A priest working in religious education for the diocese writes about  going beyond objective and subjective thinking in an article in Bible & Life. His office was a five minute walk from his sleeping quarters; last year for a number of reasons he moved to the diocesan rectory. Now, the trip to the  office takes him about 20 minutes by car and if he takes public transportation, the 12 kilometers, round trip, takes about one hour of traveling time. Most people would not  consider this a long distance. For him, however, it was long.

He recalls the words of a  song that mentioned love and friendship: "the distance was far from love and closer than friendship, not a lover nor a friend it was an awkward distance." He wants to see the distance he has to travel to the office more or less with this understanding.

The distance he has to travel is just perfect to  protect, defend and excuse himself. When he is late for a meeting, the long distance becomes an excuse, and  when he begs for a ride to his sleeping quarters it is then, only a short distance from the office, it wont take long. He admits having the shameless courage to utter these words. For the priest the objective reality of the distance has no meaning. He can make it mean what he wants. His subjective needs always come first, the objective concedes.

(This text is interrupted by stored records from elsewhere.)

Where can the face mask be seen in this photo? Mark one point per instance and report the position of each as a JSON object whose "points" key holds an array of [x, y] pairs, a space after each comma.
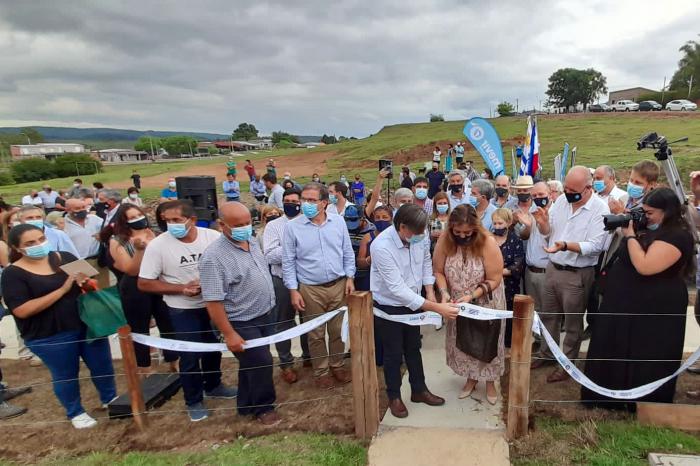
{"points": [[415, 239], [242, 233], [178, 230], [38, 251], [501, 192], [635, 191], [541, 201], [37, 223], [138, 223], [573, 197], [382, 225], [309, 209]]}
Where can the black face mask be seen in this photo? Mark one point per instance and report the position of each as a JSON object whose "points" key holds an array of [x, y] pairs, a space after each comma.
{"points": [[573, 197], [541, 201], [141, 224], [291, 210], [501, 192]]}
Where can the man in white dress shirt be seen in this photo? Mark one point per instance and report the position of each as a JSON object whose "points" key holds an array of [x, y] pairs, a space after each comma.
{"points": [[576, 237]]}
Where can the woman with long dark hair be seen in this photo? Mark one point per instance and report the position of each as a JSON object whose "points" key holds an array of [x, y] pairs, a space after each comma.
{"points": [[130, 236], [640, 328], [44, 302], [468, 268]]}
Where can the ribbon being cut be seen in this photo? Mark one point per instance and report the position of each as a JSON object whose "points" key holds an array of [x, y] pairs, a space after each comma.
{"points": [[427, 318]]}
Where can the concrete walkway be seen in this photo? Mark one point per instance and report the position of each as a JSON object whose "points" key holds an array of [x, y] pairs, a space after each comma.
{"points": [[461, 432]]}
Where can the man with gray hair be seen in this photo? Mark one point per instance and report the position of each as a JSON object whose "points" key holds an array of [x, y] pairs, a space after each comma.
{"points": [[318, 269], [482, 191], [576, 237]]}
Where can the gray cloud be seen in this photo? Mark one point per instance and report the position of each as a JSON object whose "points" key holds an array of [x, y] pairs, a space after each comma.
{"points": [[339, 67]]}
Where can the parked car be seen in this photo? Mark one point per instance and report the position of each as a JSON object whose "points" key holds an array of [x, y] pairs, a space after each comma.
{"points": [[625, 106], [681, 105], [649, 106], [599, 108]]}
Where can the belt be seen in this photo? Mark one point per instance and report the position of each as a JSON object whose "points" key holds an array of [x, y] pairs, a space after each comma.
{"points": [[569, 268]]}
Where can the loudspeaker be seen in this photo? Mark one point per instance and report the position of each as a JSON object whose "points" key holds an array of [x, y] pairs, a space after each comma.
{"points": [[201, 191]]}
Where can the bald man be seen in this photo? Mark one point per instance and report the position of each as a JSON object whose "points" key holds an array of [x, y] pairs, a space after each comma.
{"points": [[239, 294], [575, 238]]}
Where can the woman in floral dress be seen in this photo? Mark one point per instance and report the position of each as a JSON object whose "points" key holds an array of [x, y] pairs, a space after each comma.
{"points": [[467, 261]]}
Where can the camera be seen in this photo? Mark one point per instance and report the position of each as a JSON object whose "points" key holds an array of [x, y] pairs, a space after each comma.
{"points": [[387, 164], [637, 215]]}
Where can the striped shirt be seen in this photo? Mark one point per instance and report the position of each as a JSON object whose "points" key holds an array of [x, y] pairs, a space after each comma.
{"points": [[239, 278]]}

One day on his way to work at one of the  intersections, waiting for a green light  his attention was riveted on a beautiful melody he was hearing on the radio. When the light changed, without thought, he put his foot on the accelerator, and slightly hit the bumper of the car in front. His mistake.They pulled off to the side of the road and checked the damage. There were no scratches on either bumper. Since there was no damage they took pictures and  exchanged addresses and telephone numbers. The driver of the car was a young woman on her way to  work; she said she would notify him.

That day there was no call from the woman and he thought that all was resolved, but that evening about 8 o'clock a call came from a man who said he was the young woman's older brother. The accident, he said, so frightened his sister she was not able to do her daily exercises, she will have to go to the hospital tomorrow. He then mentioned the damaged  bumper and on he went, making  no sense to the priest.At the end he said let us agree on 300 dollars, and he gave his  bank account number and hung up. The priest was at fault and no matter what he thought, said or did wouldn't make any difference. He was angry and it took him, he says, much time and effort to calm down.

He was in a  similar accident some years ago when  a woman in her 50s hit his bumper in the rear when  they stopped at a red light. The shock was great but no big accident. He got out of the car to look at the bumper there was a  little scratch. The woman driver was ready to cry. He told her all was well, to regain composure, sent her on her way, and told her to be careful.

He was big-hearted, able to understand the difficulties of the woman, to comfort her in her distress, and here now he is filled with anger. He thought of all the bad things about the situation and his own carelessness was forgotten, and just thought of the blackmailing(?) of the brother and sister, and finally,with difficulty, put the issue aside.

Everything that happens to him he resolves in a subjective way and the reality of what happened always gives in to these subjective feelings. Love is no different. What I think is love is love, and little concern for what the reality is. Another person's pure act of charity often comes to him as hypocrisy.We can't give a numerical number to an objective act of charity. There is no fragrance that comes to us from these acts. Even judging on these acts in a subjective way is not sufficient. "There is no limit to love's forbearance, to its trust, its hope, its power to endure" (I Cor. 13:7). Love is everything. Without any partiality or bias when I am able to  fill myself with the above that will be love.